The international commercial courts are akin to an international judicial institution and won`t be subordinate to the People`s Supreme Court, which consists solely of Chinese personnel, Liu said.
"Like the AIIB, the courts will include notable and authoritative legal experts and professionals to assure its legitimacy, transparency and impartiality," Liu said.
Bai Ming, a research fellow at the Chinese Academy of International Trade and Economic Cooperation, said "an international arbitration institution needs to win respect and acknowledgement from the international community, otherwise it would be useless. The courts that China plans to establish are not Chinese institutions, but China-proposed international organizations.

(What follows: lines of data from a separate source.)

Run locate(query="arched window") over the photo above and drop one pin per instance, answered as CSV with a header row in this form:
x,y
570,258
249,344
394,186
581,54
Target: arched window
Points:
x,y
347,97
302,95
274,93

They will be independent."
The international commercial courts will follow some key principles, including jointly developing and sharing of the mechanism and handling disputes in a fair, efficient and convenient manner, Xinhua reported.
Better legal support
Some Chinese companies that have invested or done business in some regions such as Central Asia and Africa have run into conflicts but found the legal system in those countries not very modern, and this is why international commercial courts are needed, Xiang Junyong, a Beijing-based expert on the Belt and Road initiative, told the Global Times.
The international courts based in China will be designed to improve transparency and provide more professional legal support for economic activities involving the initiative, Xiang said.
Liu Zhiqin is a senior fellow of the Chongyang Institute for Financial Studies at Renmin University of China.